The Beths at RNZ with mega-fan Jesse Mulligan in 2022.
RNZ
Although their music has an edge, Stokes says the front row at a Beths show is usually full of "really engaged and happy faces".
She does have a message for the inevitable "yawning guy", though - "Just don't yawn if you're in the front row. Turn around."
Now an old hand at festival-going, Stokes' hack for legs sore from standing is taking ibuprofen around 10pm.
Her biggest tip for having a good time is don't be afraid to peel off from your mates to make sure you see the artists you like.
When you're interested in watching a certain artist but your friends are more into chatting you've simply got to break away from them, Stokes says.
"You'll regret it if you're just standing at the back and like 'I could be having a much better time'.
"Go right to the front and get amongst the people who are really on the same level as you for that particular artist, and then meet up again afterwards."
The Beths at RNZ's Auckland studio in 2017.
RNZ / Cole Eastham-Farrelly
The Beths - whose name comes from Beth, a shortening of Stokes' full name 'Elizabeth' - got together when the bandmates were all studying jazz at Auckland University in 2014.

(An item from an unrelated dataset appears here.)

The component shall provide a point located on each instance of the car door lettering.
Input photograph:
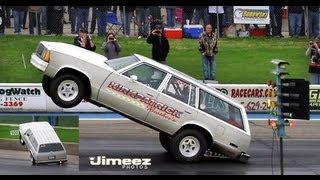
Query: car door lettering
(152, 105)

Eleven years later, as they release their sixth album, Pierce's advice to aspiring musicians is to keep churning out the songs.
"The only way to get better at something is to do it a lot so just commit to writing. If you write 20 songs this year I guarantee you one of those songs at least will be good."
Last year The Beths recorded a prestigious Tiny Desk concert at NPR in New York.